In response to:

The Saving of El Salvador from the June 14, 1984 issue

To the Editors:

It’s a !#p9L0@! outrage for Christopher Dickey, in his essay, “The Saving of El Salvador” [NYR, June 14], to refer to my book Violent Neighbors: El Salvador, Central America and the United States as “amiable.” Other reviewers have described its tone as “ironic,” “sardonic,” “witty,” “skeptical,” “cynical,” and even “vitriolic,” but not “amiable” or anything like it. The worst damned thing about that ridiculously inappropriate word is that it is often applied to Ronald Reagan, the smilingly malevolent blunderer whom I describe, unamiably, as “the most ideologically rigid and least well-informed President of modern times.”

Dickey is no stronger on meaning than on tone. He says, for example, that I am “groping for a Draconian solution” when I suggest that if I were President I might send troops to El Salvador but that their mission would be “to arrest D’Aubuisson and his crowd and send them to Paraguay or Patagonia.” The one sort of punishment that exile is not, particularly in El Salvador, is Draconian.

According to Dickey, José Napoleón Duarte, the president of El Salvador, speaks “broken English.” The term that brings to mind such dialect comedians of yesteryear as Henry Armetta, Parkyerkarkus and El Brendel. Duarte certainly had no trouble making himself understood during his recent visit to Washington. What Dickey may have meant was that Duarte, who is, after all, a graduate of Notre Dame University, speaks accented English.

Dickey’s touch with metaphor isn’t any defter. For example, he congratulates Raymond Bonner, the author of the excellent Weakness and Deceit: U.S. Policy and El Salvador, for his “careful sifting of facts from the quagmire of official deception.”

These lapses probably wouldn’t have been so obtrusive if Dickey, in an essay of 5,000 words, hadn’t kissed off Violent Neighbors with five or six paragraphs, consisting in the main of quoted comments by Duarte that have less to do with the book than with the case that Dickey is trying to make, largely by innuendo, against him. The two-thirds of the work that doesn’t deal with El Salvador is ignored.
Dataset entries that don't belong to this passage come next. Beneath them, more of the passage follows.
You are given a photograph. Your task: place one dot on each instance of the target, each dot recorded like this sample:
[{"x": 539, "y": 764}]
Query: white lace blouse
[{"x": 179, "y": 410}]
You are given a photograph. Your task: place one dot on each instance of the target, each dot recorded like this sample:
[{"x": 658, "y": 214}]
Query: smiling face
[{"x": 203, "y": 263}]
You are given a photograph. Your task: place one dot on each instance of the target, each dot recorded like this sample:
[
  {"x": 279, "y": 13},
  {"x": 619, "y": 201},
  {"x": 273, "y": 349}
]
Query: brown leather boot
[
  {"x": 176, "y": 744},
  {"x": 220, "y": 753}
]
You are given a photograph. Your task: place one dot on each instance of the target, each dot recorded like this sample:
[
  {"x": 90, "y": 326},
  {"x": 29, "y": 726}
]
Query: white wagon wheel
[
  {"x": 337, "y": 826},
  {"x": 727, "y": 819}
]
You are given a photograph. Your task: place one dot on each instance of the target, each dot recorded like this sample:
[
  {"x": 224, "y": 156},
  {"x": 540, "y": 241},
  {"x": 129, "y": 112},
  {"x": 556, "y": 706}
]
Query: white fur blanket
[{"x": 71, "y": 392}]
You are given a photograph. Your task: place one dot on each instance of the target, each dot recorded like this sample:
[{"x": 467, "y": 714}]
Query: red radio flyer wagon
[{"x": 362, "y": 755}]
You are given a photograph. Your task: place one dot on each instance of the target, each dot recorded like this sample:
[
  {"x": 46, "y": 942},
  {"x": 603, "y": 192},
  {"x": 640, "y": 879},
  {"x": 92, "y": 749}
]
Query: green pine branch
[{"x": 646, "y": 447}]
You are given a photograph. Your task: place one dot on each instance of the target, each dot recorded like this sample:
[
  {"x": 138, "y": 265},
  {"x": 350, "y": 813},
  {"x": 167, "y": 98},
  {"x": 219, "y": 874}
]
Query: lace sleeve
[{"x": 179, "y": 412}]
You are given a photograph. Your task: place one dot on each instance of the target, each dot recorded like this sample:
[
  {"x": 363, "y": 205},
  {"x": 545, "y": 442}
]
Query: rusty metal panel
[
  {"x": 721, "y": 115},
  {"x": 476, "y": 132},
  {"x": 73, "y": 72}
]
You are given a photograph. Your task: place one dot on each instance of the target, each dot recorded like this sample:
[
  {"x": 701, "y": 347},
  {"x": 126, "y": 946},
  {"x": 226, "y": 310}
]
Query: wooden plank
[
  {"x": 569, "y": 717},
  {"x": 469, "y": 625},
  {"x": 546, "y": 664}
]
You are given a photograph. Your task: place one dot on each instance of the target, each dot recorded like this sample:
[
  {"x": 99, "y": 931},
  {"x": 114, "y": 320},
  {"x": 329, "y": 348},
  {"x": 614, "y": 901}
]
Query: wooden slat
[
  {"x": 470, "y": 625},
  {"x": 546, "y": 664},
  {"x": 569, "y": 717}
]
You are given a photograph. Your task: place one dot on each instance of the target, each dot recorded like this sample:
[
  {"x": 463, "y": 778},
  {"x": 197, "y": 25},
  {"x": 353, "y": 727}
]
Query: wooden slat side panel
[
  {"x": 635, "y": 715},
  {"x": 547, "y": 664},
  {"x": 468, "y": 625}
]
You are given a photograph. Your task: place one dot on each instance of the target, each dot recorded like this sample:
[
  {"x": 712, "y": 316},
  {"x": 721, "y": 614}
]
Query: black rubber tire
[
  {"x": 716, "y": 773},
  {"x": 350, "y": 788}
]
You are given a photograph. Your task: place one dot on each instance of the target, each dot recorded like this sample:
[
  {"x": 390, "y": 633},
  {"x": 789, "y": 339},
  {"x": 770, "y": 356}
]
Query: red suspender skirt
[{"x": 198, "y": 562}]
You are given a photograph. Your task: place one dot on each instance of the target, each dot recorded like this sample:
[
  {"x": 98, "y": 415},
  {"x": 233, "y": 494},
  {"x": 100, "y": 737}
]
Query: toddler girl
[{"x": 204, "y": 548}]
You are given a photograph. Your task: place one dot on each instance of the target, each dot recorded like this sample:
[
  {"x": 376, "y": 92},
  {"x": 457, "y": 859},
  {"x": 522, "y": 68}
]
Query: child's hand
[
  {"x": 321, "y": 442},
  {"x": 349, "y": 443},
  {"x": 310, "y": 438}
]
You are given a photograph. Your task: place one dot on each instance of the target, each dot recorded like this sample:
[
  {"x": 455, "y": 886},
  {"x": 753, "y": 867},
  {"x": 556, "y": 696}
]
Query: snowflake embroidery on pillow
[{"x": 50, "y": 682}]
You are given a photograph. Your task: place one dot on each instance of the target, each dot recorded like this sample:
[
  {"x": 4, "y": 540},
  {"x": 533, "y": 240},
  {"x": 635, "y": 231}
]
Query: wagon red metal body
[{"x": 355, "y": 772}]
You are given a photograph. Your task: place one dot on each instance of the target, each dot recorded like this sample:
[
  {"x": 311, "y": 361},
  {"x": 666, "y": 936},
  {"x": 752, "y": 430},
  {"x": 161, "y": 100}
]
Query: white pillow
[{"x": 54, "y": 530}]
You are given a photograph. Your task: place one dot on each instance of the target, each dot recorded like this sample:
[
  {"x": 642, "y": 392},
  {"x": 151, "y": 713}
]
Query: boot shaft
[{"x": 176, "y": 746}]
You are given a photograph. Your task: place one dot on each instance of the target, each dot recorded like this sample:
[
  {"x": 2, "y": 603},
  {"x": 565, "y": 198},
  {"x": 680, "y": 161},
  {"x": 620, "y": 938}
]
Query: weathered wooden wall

Violent Neighbors which has been reviewed favorably and at length by Professor Walter LaFeber of Cornell and other academic and journalistic experts, deserves more serious consideration than this, and from someone with more experience than the talented but rather callow Dickey. Then again perhaps I should count myself lucky. His references to two of the five books purportedly under review are even briefer, and one is not mentioned at all.

Tom Buckley

New York City

Christopher Dickey replies:

I think Mr. Buckley’s letter shows that even when he is angry he is amiable.